Chapel of the Annunciation in Balzan

Courtesy of Kappelli Maltin | Photo by Caroline Busuttil

This chapel is located in the oldest part of the village of Balzan, located in the heart of the island of Malta, that is to say in its center. The first reference we have of this ancient church is in Msgr. Report by Pietro Dusina, which he wrote during his apostolic visit in February 1575. It is said that from the beginning the church was dedicated to the Annunciation. Professor Stanley Fiorini, an authority on the subject, describes its architecture as that common in Malta in the 15th century. As soon as you see it, you will be surprised at how well it has been preserved in its original condition. This fact testifies to the love and devotion of the parishioners towards the Annunciation.

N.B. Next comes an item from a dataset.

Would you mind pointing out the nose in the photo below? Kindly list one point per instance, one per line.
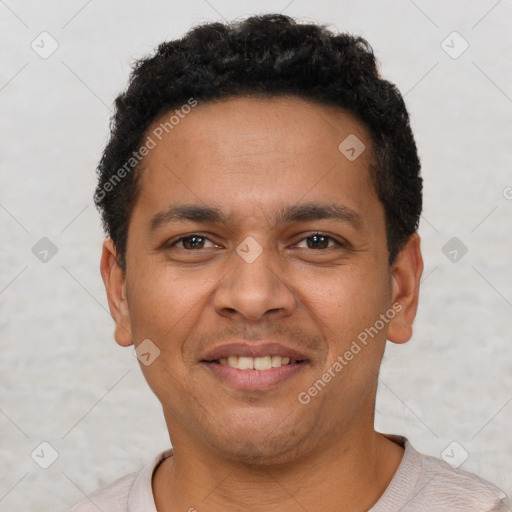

The style of the church is simple and rustic. Inside, the roof rests on six Sicilian-Norman arches with rows of stone benches between the arches. During her visit, Dusina estimated that at that time the church served around 300 worshipers, from 60 households. Mgr. Dusina was impressed with its beauty and described the church as pulchris (Latin for beautiful). Today the chapel has an altar dedicated to the Annunciation, but on another pastoral visit, this time by Bishop Tommaso Gargallo in December 1601, the church had three altars: the centerpiece dedicated to the Annunciation, the one on the right at the Visitation of Mary, and the one on the left, also at the Annunciation. The painter of the titular image of the Annunciation is unknown. On March 25, a solemn high mass is celebrated and many faithful attend this liturgical function.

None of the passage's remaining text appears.